Após as primeiras reações políticas às declarações do presidente brasileiro Luiz Inácio Lula da Silva, a Câmara dos Deputados do Paraguai aprovou preliminarmente uma declaração conjunta. O texto rejeita a versão de Lula sobre a Guerra da Tríplice Aliança (1864–1870) e insta o governo paraguaio a solicitar ao Brasil, por via diplomática, a devolução de troféus de guerra. A Mesa Diretiva da Câmara ainda precisa reunir três propostas e aprovar a redação final.
Ao defender mais gastos militares no Brasil, Lula afirmou que o Paraguai atacou o Brasil e invadiu simultaneamente o Uruguai e a Argentina. Parlamentares da bancada governista Honor Colorado, do liberal PLRA e da oposição rejeitaram essa versão. Vários classificaram a guerra como genocídio; essa é a avaliação política e histórica dos legisladores, não uma nova conclusão institucional da Câmara.
O ponto comum das propostas é um pedido para que o Ministério das Relações Exteriores do Paraguai busque a devolução do “Cañón Cristiano”, de arquivos militares e de outras relíquias. O Cristiano é uma peça histórica de artilharia paraguaia fundida com metal de sinos de igrejas e mantida no Brasil como troféu de guerra. Este é o fato novo: a declaração vai além das manifestações individuais já noticiadas e propõe uma iniciativa diplomática formal.

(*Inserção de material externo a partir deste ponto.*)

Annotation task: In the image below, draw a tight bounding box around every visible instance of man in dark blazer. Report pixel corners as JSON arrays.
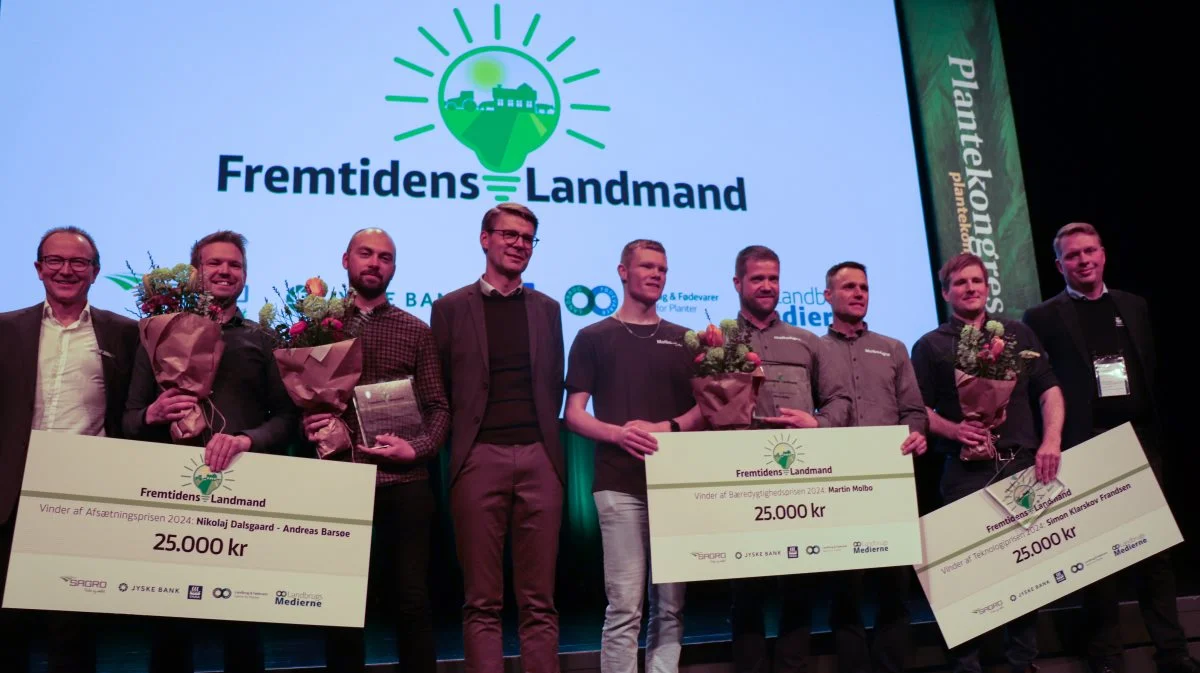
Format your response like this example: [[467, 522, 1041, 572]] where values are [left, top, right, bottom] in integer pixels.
[[430, 203, 565, 673], [1025, 222, 1200, 673], [0, 227, 138, 672]]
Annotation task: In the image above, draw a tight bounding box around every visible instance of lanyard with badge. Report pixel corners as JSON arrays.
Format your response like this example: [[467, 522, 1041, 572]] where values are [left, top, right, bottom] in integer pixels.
[[1092, 316, 1129, 397]]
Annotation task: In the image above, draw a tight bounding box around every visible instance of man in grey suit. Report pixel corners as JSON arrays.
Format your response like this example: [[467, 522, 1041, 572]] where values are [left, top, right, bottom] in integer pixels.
[[430, 203, 565, 673], [0, 227, 138, 672]]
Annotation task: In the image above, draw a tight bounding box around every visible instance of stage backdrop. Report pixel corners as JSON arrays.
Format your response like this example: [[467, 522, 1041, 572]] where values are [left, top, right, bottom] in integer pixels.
[[0, 0, 936, 344], [898, 0, 1042, 319]]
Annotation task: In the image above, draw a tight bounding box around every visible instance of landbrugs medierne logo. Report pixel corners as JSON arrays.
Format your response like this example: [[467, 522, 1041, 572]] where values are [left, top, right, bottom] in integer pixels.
[[217, 4, 746, 211]]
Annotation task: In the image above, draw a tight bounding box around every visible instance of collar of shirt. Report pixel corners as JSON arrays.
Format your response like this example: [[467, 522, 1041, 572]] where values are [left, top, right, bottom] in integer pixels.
[[1067, 283, 1109, 301], [42, 301, 91, 328], [479, 276, 524, 296], [829, 320, 868, 341], [738, 310, 779, 332]]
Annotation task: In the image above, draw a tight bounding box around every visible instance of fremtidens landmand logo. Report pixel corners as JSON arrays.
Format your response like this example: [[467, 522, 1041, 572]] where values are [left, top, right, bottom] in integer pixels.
[[180, 458, 234, 500], [217, 4, 746, 211], [763, 434, 804, 470]]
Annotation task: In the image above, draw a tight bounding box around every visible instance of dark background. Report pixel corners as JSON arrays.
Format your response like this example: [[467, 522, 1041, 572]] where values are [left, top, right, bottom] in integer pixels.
[[996, 0, 1200, 575]]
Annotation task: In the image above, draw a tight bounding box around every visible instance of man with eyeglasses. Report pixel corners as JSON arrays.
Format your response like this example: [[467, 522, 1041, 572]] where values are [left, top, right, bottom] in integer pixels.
[[431, 203, 566, 673], [305, 228, 450, 673], [0, 227, 138, 672]]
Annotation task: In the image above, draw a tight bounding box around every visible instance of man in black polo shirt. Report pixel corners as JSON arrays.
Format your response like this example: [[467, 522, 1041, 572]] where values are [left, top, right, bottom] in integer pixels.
[[912, 252, 1063, 673], [565, 240, 703, 673], [1025, 222, 1200, 673], [430, 202, 566, 673], [122, 232, 299, 673]]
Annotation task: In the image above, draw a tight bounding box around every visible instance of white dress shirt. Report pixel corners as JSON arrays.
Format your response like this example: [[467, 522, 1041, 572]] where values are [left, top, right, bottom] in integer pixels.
[[34, 304, 106, 435]]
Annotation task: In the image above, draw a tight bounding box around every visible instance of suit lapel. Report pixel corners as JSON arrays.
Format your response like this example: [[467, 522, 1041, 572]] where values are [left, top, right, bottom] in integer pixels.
[[1055, 292, 1092, 367], [467, 283, 488, 372], [13, 304, 43, 409], [521, 289, 542, 372]]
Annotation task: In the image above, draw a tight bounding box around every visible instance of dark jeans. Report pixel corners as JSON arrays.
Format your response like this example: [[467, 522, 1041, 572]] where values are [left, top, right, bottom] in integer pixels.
[[732, 566, 912, 673], [150, 618, 264, 673], [1084, 443, 1188, 671], [325, 480, 438, 673], [0, 511, 96, 673], [942, 449, 1038, 673]]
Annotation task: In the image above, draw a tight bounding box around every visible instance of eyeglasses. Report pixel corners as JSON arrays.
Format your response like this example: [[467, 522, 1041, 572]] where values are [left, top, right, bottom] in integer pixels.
[[491, 229, 541, 250], [42, 254, 95, 272]]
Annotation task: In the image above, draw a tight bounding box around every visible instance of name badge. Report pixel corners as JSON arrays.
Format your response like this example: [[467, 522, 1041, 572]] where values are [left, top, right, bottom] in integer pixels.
[[1092, 355, 1129, 397]]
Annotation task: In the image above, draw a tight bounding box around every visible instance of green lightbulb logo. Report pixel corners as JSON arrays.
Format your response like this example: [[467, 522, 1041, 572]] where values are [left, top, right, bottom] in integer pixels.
[[180, 453, 234, 500], [438, 47, 562, 173], [385, 5, 611, 202]]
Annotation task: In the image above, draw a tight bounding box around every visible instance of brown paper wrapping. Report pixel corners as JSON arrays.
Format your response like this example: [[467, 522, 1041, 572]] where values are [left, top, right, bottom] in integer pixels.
[[138, 313, 224, 441], [691, 367, 764, 429], [275, 338, 362, 458], [954, 369, 1016, 461]]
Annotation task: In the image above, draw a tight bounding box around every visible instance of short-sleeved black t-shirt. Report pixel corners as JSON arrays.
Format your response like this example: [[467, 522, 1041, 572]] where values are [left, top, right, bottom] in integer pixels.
[[566, 318, 696, 495]]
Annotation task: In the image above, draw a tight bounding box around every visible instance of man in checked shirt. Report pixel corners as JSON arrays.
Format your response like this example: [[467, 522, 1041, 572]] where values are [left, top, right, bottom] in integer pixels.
[[821, 262, 928, 673], [305, 229, 450, 673]]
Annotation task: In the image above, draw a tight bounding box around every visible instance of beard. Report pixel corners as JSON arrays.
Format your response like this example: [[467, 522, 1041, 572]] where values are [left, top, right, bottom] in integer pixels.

O presidente em exercício Pedro Alliana já havia descrito a devolução como um possível “gesto de fraternidade”. O ex-chanceler Federico González falou em “gesto de grandeza”. Não está claro se o Brasil aceitaria o pedido; as reportagens usadas neste artigo não trazem uma resposta do governo brasileiro à nova iniciativa.
Durante a sessão, deputados também criticaram o presidente Santiago Peña e o chanceler Rubén Ramírez Lezcano por não terem respondido oficialmente de imediato às falas de Lula. Essa crítica faz parte do debate político interno e deve ser distinguida da decisão diplomática que o governo paraguaio ainda precisa tomar.